EIOPA UFR consultation and the 2016 insurance stress tests
The setting of the UFR has particular relevance for European life businesses with significant long-term guaranteed liabilities.
In April, EIOPA published a Consultation Paper on the methodology to be used to determine the Ultimate Forward Rate (UFR), an important parameter for setting long-term liability discount rates in Solvency II (SII). The document covers a range of technical methodology questions and also considers what limits should be placed on year-to-year changes to the UFR assumption.
This is an especially vexing topic for Eurozone life businesses with significant long-term guaranteed liabilities. Any reduction in the UFR for the Eurozone means the current environment of extraordinarily low long-term interest rates will have a fuller impact on SII liability valuations, placing further strain on SII solvency levels.

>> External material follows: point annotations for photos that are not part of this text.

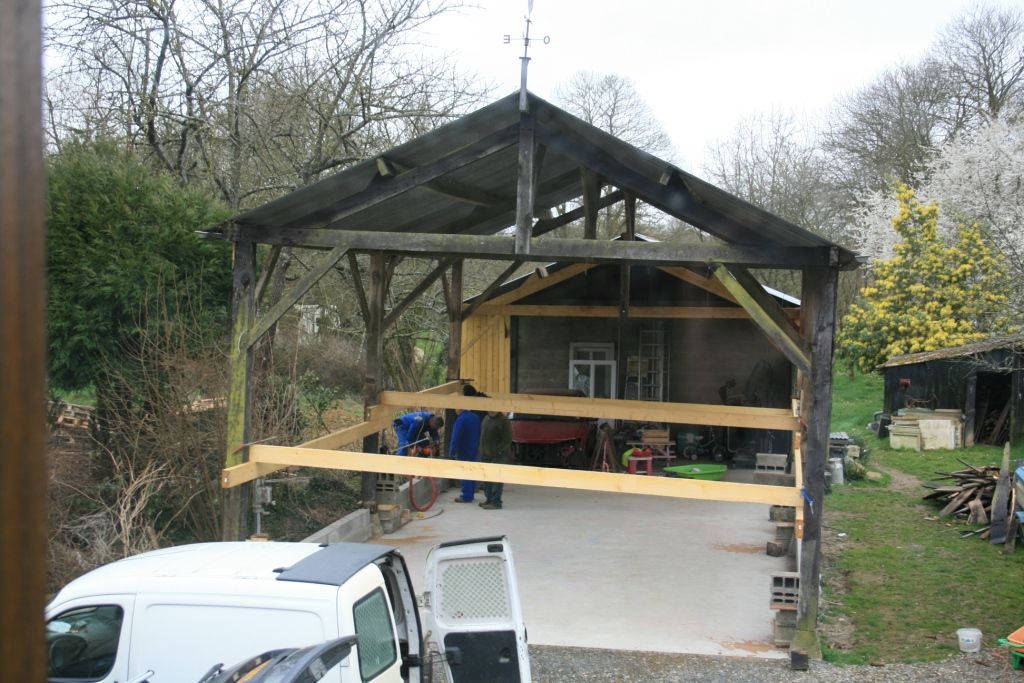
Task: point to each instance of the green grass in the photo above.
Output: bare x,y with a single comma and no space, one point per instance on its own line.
904,580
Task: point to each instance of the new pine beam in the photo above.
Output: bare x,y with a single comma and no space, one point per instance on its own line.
642,411
517,474
774,325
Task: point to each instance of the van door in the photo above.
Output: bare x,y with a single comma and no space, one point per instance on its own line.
86,639
473,613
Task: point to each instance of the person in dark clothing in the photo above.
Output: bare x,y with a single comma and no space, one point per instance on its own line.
496,446
465,445
413,427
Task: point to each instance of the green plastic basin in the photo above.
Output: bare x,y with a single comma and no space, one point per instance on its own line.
713,472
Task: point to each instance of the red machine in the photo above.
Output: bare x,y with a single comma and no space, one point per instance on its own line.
553,440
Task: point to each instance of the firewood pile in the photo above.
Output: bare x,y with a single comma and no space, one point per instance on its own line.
984,496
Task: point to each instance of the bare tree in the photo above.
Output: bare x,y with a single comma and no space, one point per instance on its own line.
612,103
982,51
888,130
251,96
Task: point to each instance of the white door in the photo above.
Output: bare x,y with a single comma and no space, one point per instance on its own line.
473,612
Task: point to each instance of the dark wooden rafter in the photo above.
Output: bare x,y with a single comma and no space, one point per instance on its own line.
235,506
373,376
547,224
818,312
268,267
525,187
591,190
392,186
443,186
360,292
668,193
428,280
298,290
766,313
471,307
631,217
567,250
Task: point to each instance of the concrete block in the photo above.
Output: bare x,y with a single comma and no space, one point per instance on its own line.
784,590
353,527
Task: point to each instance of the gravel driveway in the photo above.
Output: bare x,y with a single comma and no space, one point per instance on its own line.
564,665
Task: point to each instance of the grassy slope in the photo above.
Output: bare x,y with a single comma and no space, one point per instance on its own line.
902,579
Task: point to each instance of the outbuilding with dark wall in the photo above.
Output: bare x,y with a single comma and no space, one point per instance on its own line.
983,379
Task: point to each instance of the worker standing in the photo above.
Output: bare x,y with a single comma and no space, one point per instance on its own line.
496,446
414,427
465,445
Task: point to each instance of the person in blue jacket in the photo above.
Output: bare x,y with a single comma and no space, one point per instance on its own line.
465,445
413,427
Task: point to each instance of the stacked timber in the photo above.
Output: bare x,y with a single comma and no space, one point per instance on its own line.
986,496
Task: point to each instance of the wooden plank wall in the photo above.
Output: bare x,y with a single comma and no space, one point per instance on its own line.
486,352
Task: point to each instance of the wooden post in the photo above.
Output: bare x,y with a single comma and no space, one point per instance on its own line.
235,504
373,374
818,326
23,365
454,301
524,185
591,194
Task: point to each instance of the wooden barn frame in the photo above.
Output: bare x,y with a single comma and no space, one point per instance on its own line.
456,194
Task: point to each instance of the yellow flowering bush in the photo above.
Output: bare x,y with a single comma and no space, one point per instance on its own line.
929,295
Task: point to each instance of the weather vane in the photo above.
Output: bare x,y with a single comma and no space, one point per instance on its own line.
524,59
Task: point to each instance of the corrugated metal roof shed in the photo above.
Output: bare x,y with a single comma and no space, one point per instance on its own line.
461,178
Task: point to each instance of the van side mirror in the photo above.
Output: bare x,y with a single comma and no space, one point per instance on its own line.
453,655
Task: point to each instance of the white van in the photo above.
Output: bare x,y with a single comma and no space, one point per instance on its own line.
171,614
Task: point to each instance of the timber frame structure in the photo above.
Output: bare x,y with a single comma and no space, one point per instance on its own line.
459,193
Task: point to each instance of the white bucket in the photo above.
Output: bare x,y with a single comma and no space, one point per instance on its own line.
970,640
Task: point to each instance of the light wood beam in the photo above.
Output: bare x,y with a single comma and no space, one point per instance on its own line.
767,315
610,409
667,312
469,308
499,248
535,284
707,284
516,474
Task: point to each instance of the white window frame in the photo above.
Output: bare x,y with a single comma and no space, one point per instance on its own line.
609,349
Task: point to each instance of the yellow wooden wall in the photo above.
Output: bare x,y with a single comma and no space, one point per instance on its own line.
486,352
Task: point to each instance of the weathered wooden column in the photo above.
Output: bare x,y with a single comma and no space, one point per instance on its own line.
818,326
23,364
235,502
524,185
373,374
453,295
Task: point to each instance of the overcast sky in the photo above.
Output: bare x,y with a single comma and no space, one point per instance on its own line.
700,65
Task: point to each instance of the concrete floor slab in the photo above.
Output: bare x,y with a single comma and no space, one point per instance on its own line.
624,571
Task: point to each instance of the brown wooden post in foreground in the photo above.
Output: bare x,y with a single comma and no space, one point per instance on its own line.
23,415
818,302
235,504
373,374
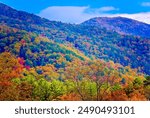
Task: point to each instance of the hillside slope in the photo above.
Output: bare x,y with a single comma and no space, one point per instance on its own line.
92,40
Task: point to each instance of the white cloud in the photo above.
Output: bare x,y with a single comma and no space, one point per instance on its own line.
142,17
146,4
74,14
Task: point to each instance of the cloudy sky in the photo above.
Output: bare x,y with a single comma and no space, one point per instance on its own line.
77,11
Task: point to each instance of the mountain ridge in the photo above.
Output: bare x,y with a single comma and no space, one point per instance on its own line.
121,25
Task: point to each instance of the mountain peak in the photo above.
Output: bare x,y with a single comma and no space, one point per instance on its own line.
121,25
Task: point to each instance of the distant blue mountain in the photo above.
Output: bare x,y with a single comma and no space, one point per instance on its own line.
121,25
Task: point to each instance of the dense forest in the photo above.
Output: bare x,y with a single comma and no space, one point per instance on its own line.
49,60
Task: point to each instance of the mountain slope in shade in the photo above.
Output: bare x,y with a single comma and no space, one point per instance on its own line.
121,25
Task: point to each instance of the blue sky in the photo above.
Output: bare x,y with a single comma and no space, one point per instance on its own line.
78,11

Chart 1: Long-term trend in global 10-year government bond yields
The regulatory focus on low long-term interest rates was further accentuated when EIOPA published details of its 2016 EU-wide Insurance Stress Test. This places particular emphasis on measuring the aggregate industry impact of a prolongation of the low-for-longer rate environment. Its potential to create a systemic risk exposure for the European life industry was recognised in EIOPA Chairman Gabriel Bernardino’s remarks that accompanied the Stress Test release.